Regarding his Konzertmusik for Strings and Brass, op.50, Steven Ledbetter writes:

_The vitality of this Konzertmusik lies in its brilliant scoring and inventive use of rhythm and counterpoint. The brass section is divided into three quartets (one of trumpets, one of horns, and the third of three trombones and tuba), while the strings are laid out in four sections rather than the usual five, with all the violins grouped together, not divided into firsts and seconds. This happens to give prominence to Hindemith's beloved violas, but it also concentrates the weight of the string body (which he asks to be as large as possible) in balance with the brass. The first movement is in two parts: an opening section that combines busy, jumping phrases with a solid melodic statement, and a broader passage that features a strong unison melody in strings punctuated by irregular brass chords. The second movement opens arrestingly with three crisp chords that launch a busy fugue with a theme in the strings; the brass stamp out the three chords to mark each entry of a new voice. Following a slow middle section centering on an expressive chromatic melody first stated in violas, the fugue returns, more brilliant than ever._


----------



## eugeneonagain (May 14, 2017)

Counterpoint is a normal part of nearly every musician's education (and certainly those pursuing composition). It forms a part of all music written from before Beethoven to now. 

You can see it everywhere: Mahler, Bruckner (supposedly well-known for contrapuntal writing in his symphonies), Shostakovich. Wherever there is interplay between parts carrying melodic material, you have counterpoint.

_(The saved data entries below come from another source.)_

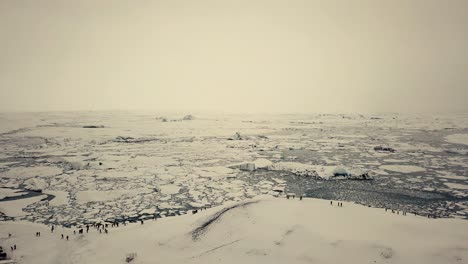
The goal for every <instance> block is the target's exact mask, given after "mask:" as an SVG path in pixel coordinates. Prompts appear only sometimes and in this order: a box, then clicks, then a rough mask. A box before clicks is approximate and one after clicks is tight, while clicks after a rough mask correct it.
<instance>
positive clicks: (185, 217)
mask: <svg viewBox="0 0 468 264" xmlns="http://www.w3.org/2000/svg"><path fill="white" fill-rule="evenodd" d="M73 230H76V229H69V228H61V227H58V228H57V229H56V230H55V231H54V233H51V232H50V228H49V227H47V226H44V225H41V224H34V223H30V222H4V223H0V244H1V246H3V248H6V249H7V252H8V253H9V254H10V253H11V251H10V246H12V245H15V244H16V245H17V250H16V251H13V259H14V260H15V261H17V263H34V264H41V263H44V264H45V263H47V264H54V263H60V264H67V263H89V264H93V263H96V264H97V263H99V264H106V263H125V258H126V257H127V256H129V255H130V254H133V255H134V256H136V257H135V258H134V260H133V261H132V262H131V263H356V264H358V263H359V264H360V263H413V264H418V263H421V264H422V263H424V264H429V263H434V264H440V263H467V261H468V248H467V246H466V245H467V244H468V222H467V221H465V220H457V219H428V218H426V217H421V216H414V215H411V214H407V215H403V214H402V212H398V214H396V213H391V212H390V210H389V211H385V210H384V209H377V208H368V207H365V206H361V205H355V204H352V203H347V202H345V203H343V206H342V207H338V206H337V201H334V203H333V205H330V203H329V201H325V200H316V199H303V200H302V201H300V200H299V199H297V198H296V199H285V198H284V197H282V198H273V197H266V196H263V197H258V198H254V199H251V200H245V201H243V202H237V203H228V204H225V205H224V206H220V207H216V208H211V209H207V210H204V211H201V212H199V213H198V214H195V215H192V214H188V215H185V216H178V217H172V218H165V219H159V220H157V221H146V222H145V223H144V224H139V223H138V224H129V225H127V226H120V227H110V228H109V233H108V234H104V233H99V232H98V231H97V229H95V228H93V227H91V229H90V231H89V233H86V232H85V233H84V234H76V235H74V234H73ZM36 232H41V236H40V237H36V236H35V235H34V234H35V233H36ZM8 233H11V234H12V236H11V237H10V238H9V237H8ZM61 234H64V235H65V236H69V237H70V239H69V241H67V240H66V239H61Z"/></svg>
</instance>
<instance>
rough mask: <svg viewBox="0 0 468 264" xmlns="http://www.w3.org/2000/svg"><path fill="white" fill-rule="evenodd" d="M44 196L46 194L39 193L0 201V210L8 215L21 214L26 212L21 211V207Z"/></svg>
mask: <svg viewBox="0 0 468 264" xmlns="http://www.w3.org/2000/svg"><path fill="white" fill-rule="evenodd" d="M46 197H47V196H46V195H39V196H34V197H30V198H24V199H18V200H10V201H4V202H0V212H2V213H3V214H5V215H6V216H10V217H18V216H23V215H26V214H27V213H26V212H24V211H23V208H25V207H26V206H28V205H30V204H33V203H35V202H38V201H40V200H42V199H44V198H46Z"/></svg>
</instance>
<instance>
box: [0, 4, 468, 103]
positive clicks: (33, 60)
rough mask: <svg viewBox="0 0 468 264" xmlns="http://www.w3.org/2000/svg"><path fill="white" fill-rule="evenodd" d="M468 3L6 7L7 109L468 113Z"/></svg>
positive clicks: (1, 101) (2, 85)
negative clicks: (100, 109)
mask: <svg viewBox="0 0 468 264" xmlns="http://www.w3.org/2000/svg"><path fill="white" fill-rule="evenodd" d="M467 100H468V1H466V0H449V1H443V0H438V1H432V0H388V1H383V0H382V1H379V0H362V1H361V0H353V1H349V0H342V1H334V0H321V1H318V0H317V1H313V0H304V1H298V0H281V1H277V0H231V1H227V0H226V1H224V0H197V1H193V0H186V1H181V0H167V1H156V0H155V1H117V0H113V1H95V0H89V1H85V0H79V1H71V0H70V1H64V0H57V1H49V0H41V1H36V0H30V1H22V0H3V1H0V111H49V110H100V109H156V110H157V109H163V110H190V109H193V110H223V111H229V112H451V111H465V112H466V111H468V102H467Z"/></svg>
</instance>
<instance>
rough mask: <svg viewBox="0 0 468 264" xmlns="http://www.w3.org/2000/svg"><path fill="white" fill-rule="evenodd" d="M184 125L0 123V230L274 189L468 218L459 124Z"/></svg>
mask: <svg viewBox="0 0 468 264" xmlns="http://www.w3.org/2000/svg"><path fill="white" fill-rule="evenodd" d="M186 116H188V113H147V112H146V113H145V112H138V113H134V112H67V113H24V114H0V126H1V128H0V132H1V133H2V134H0V148H1V149H2V152H1V153H0V188H1V189H0V198H1V199H0V208H4V209H3V210H1V209H0V221H2V220H26V221H32V222H36V223H45V224H56V225H64V226H73V225H79V224H84V223H88V222H93V221H94V222H95V221H119V222H123V221H137V220H138V219H149V218H153V217H157V218H162V217H167V216H175V215H183V214H185V213H186V212H187V211H190V210H192V209H195V208H199V207H200V206H203V205H211V206H217V205H222V204H225V203H227V202H236V201H242V200H245V199H248V198H251V197H254V196H257V195H261V194H273V193H275V190H276V192H278V191H283V192H286V193H296V194H305V195H307V196H308V197H315V198H323V199H342V200H349V201H355V202H358V203H361V204H366V205H372V206H375V207H388V208H393V209H399V210H403V209H404V210H408V211H415V212H418V213H420V214H426V215H433V216H437V217H457V218H468V209H467V208H468V189H467V188H468V181H467V179H468V174H467V173H468V172H467V171H468V156H467V155H466V153H468V146H467V145H464V144H462V141H461V140H462V139H463V138H464V137H465V136H466V135H467V134H468V128H467V127H468V116H466V115H451V116H442V115H441V116H420V115H398V114H386V115H359V114H309V115H305V114H304V115H299V114H296V115H247V114H246V115H223V114H206V113H201V114H197V113H195V114H193V115H192V116H190V117H187V118H184V117H186ZM464 135H465V136H464ZM376 147H377V148H376ZM389 149H393V150H395V151H388V150H389ZM362 175H365V177H363V176H362ZM327 179H330V180H327ZM331 179H333V180H335V179H336V180H338V179H339V181H331ZM363 179H365V181H358V180H363ZM22 200H24V201H22ZM7 205H8V207H11V206H10V205H14V208H15V209H14V210H11V209H9V208H7V209H5V208H6V207H7Z"/></svg>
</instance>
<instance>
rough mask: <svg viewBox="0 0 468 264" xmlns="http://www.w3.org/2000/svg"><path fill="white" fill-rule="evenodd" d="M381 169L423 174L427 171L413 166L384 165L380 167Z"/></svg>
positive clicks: (389, 170)
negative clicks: (417, 172)
mask: <svg viewBox="0 0 468 264" xmlns="http://www.w3.org/2000/svg"><path fill="white" fill-rule="evenodd" d="M380 169H384V170H389V171H396V172H402V173H412V172H422V171H425V170H426V169H424V168H422V167H419V166H413V165H382V166H380Z"/></svg>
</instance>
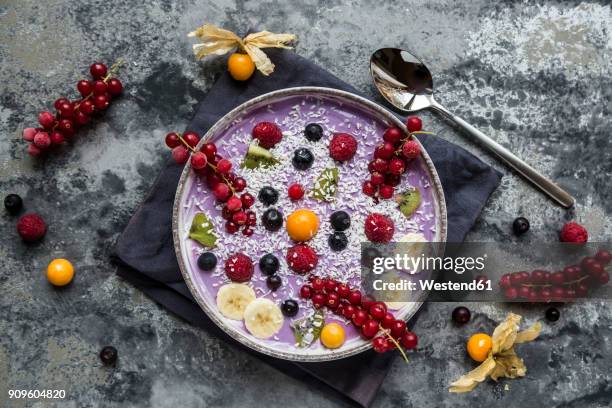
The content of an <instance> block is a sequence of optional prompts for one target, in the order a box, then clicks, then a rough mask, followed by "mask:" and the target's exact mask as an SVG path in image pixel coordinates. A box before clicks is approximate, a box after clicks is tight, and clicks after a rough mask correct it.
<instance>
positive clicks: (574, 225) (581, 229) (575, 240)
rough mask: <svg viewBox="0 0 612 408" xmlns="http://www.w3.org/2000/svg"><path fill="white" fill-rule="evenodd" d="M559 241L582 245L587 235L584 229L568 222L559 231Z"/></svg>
mask: <svg viewBox="0 0 612 408" xmlns="http://www.w3.org/2000/svg"><path fill="white" fill-rule="evenodd" d="M559 239H560V240H561V242H572V243H576V244H583V243H585V242H587V241H588V239H589V233H588V231H587V230H586V228H584V227H583V226H582V225H580V224H578V223H577V222H568V223H567V224H565V225H564V226H563V228H562V229H561V234H559Z"/></svg>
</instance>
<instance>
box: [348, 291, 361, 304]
mask: <svg viewBox="0 0 612 408" xmlns="http://www.w3.org/2000/svg"><path fill="white" fill-rule="evenodd" d="M348 299H349V302H350V303H351V305H356V306H358V305H360V304H361V292H360V291H358V290H354V291H352V292H351V294H350V295H349V297H348Z"/></svg>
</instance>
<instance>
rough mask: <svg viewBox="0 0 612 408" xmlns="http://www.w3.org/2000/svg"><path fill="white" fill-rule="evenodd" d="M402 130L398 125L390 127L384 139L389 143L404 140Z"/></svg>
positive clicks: (384, 136)
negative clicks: (402, 138) (392, 126)
mask: <svg viewBox="0 0 612 408" xmlns="http://www.w3.org/2000/svg"><path fill="white" fill-rule="evenodd" d="M402 136H403V134H402V130H401V129H400V128H398V127H390V128H387V130H385V133H384V134H383V140H385V141H386V142H389V143H393V144H397V143H399V142H400V140H402Z"/></svg>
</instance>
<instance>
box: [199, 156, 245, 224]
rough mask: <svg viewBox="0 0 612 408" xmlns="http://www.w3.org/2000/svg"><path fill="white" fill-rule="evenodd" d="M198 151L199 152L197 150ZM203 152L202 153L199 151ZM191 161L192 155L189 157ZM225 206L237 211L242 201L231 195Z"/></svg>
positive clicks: (241, 206)
mask: <svg viewBox="0 0 612 408" xmlns="http://www.w3.org/2000/svg"><path fill="white" fill-rule="evenodd" d="M198 153H200V152H198ZM201 154H203V153H201ZM191 161H193V157H192V158H191ZM225 207H226V208H227V209H228V210H229V211H232V212H234V211H238V210H239V209H240V208H242V201H240V199H239V198H238V197H236V196H231V197H230V198H229V199H228V200H227V203H226V204H225Z"/></svg>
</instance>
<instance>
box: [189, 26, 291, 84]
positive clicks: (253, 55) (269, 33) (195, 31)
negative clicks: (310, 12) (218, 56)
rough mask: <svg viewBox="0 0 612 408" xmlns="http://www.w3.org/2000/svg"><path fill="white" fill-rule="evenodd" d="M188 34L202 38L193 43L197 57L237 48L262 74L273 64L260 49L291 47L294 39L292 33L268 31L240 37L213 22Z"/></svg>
mask: <svg viewBox="0 0 612 408" xmlns="http://www.w3.org/2000/svg"><path fill="white" fill-rule="evenodd" d="M188 36H189V37H198V38H199V39H200V40H202V42H201V43H200V44H194V45H193V52H194V53H195V56H196V58H197V59H202V58H204V57H206V56H207V55H223V54H226V53H228V52H230V51H232V50H234V49H236V48H238V49H241V50H243V51H244V52H246V53H247V54H248V55H249V57H251V59H252V60H253V63H254V64H255V67H257V69H258V70H259V71H260V72H261V73H262V74H263V75H270V74H271V73H272V72H273V71H274V64H273V63H272V61H270V58H268V56H267V55H266V53H265V52H263V51H262V50H261V49H262V48H292V47H291V46H290V45H289V44H290V43H292V42H293V41H295V39H296V37H295V35H293V34H276V33H271V32H269V31H260V32H258V33H251V34H249V35H247V36H246V37H244V38H242V39H241V38H240V37H238V36H237V35H236V34H235V33H233V32H231V31H229V30H224V29H223V28H219V27H217V26H215V25H213V24H204V25H203V26H202V27H200V28H198V29H197V30H195V31H192V32H190V33H189V34H188Z"/></svg>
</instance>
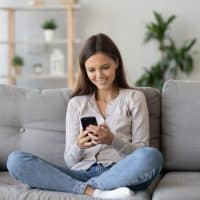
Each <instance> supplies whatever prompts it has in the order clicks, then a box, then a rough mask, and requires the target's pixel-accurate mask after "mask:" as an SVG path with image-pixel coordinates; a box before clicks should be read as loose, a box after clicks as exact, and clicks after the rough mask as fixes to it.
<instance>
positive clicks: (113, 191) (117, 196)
mask: <svg viewBox="0 0 200 200" xmlns="http://www.w3.org/2000/svg"><path fill="white" fill-rule="evenodd" d="M133 195H134V192H133V191H132V190H130V189H129V188H128V187H119V188H116V189H114V190H106V191H102V190H98V189H96V190H95V191H94V193H93V197H97V198H102V199H113V198H117V199H118V198H127V197H130V196H133Z"/></svg>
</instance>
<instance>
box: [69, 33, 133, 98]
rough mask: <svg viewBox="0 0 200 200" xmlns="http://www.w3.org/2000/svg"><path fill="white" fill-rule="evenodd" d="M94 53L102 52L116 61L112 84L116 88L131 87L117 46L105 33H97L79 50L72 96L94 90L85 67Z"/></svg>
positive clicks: (83, 93)
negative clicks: (114, 72) (77, 65)
mask: <svg viewBox="0 0 200 200" xmlns="http://www.w3.org/2000/svg"><path fill="white" fill-rule="evenodd" d="M96 53H103V54H105V55H107V56H109V57H110V58H112V59H113V60H114V61H116V62H117V63H118V68H117V70H116V77H115V80H114V84H115V85H116V86H117V87H118V88H131V87H130V86H129V85H128V83H127V80H126V76H125V72H124V66H123V61H122V57H121V54H120V51H119V49H118V47H117V46H116V45H115V43H114V42H113V41H112V40H111V39H110V38H109V37H108V36H107V35H105V34H103V33H99V34H97V35H93V36H91V37H90V38H88V40H87V41H86V43H85V45H84V46H83V48H82V50H81V53H80V56H79V67H80V68H79V72H78V79H77V81H76V84H75V89H74V91H73V93H72V97H73V96H79V95H89V94H92V93H94V92H95V91H96V86H95V85H94V84H93V83H92V82H91V81H90V80H89V78H88V76H87V72H86V68H85V62H86V60H87V59H88V58H89V57H90V56H92V55H94V54H96Z"/></svg>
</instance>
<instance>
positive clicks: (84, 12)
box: [0, 0, 200, 84]
mask: <svg viewBox="0 0 200 200" xmlns="http://www.w3.org/2000/svg"><path fill="white" fill-rule="evenodd" d="M55 1H56V0H55ZM80 1H81V9H80V12H79V14H78V27H77V31H78V35H79V36H80V37H81V39H82V41H83V40H85V39H86V38H87V37H89V36H90V35H92V34H95V33H99V32H103V33H106V34H108V35H109V36H110V37H111V38H112V39H113V40H114V41H115V42H116V43H117V45H118V46H119V48H120V50H121V53H122V56H123V59H124V63H125V67H126V71H127V74H128V79H129V82H130V84H133V83H134V82H135V81H136V80H137V78H139V76H140V75H141V74H142V72H143V67H149V66H150V65H151V64H153V63H155V62H156V61H157V59H158V56H159V54H158V52H157V49H156V45H155V44H154V43H148V44H147V45H144V44H143V39H144V35H145V24H146V23H147V22H149V21H152V20H153V10H156V11H159V12H161V13H162V14H163V15H164V16H166V17H168V16H169V15H171V14H175V15H177V19H176V20H175V21H174V22H173V24H172V26H171V34H172V36H173V37H174V39H175V40H176V41H177V43H178V44H182V42H183V41H185V40H187V39H190V38H193V37H196V38H197V39H198V42H197V44H196V45H195V48H194V50H195V51H199V49H200V46H199V41H200V26H199V19H200V12H199V7H200V1H198V0H184V1H183V0H159V1H157V0H148V1H147V0H117V1H116V0H80ZM0 2H1V3H2V2H4V3H5V2H6V3H7V2H10V3H12V4H13V3H14V2H16V1H14V0H12V1H11V0H10V1H8V0H4V1H3V0H1V1H0ZM17 2H19V1H17ZM23 2H27V1H25V0H24V1H20V3H23ZM51 2H53V1H51ZM60 19H61V18H60ZM33 20H36V19H34V18H33ZM37 20H38V19H37ZM0 23H1V21H0ZM60 23H61V24H62V19H61V22H60ZM29 30H30V31H31V29H29ZM5 31H6V30H4V32H5ZM62 31H64V29H63V30H62ZM30 34H31V32H30ZM60 34H63V33H62V32H61V33H60ZM1 35H2V34H1ZM0 37H1V36H0ZM0 50H1V49H0ZM0 52H1V51H0ZM194 58H195V70H194V71H193V73H192V74H191V75H190V76H189V77H186V76H185V75H180V76H179V77H180V78H181V79H196V80H198V79H200V68H199V64H198V63H199V60H200V54H199V52H198V53H196V54H195V55H194ZM0 62H1V60H0ZM0 70H1V69H0Z"/></svg>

There's nothing unusual about this.


----------



## Mandryka (Feb 22, 2013)

Listening today to Brahms op 118 and op 119 played by Andrea Bonatta, I was struck by the polyphony in the music, this is something I hadn't really appreciated before. I like what I hear of Bonatta's Brahms by the way, which is emotionally restrained. He makes a distinctive sound come out of his piano, a sound which seems to suit her approach.


----------



## KenOC (Mar 7, 2011)

Has anybody mentioned the German Requiem? Plenty of good old north German counterpoint there.


----------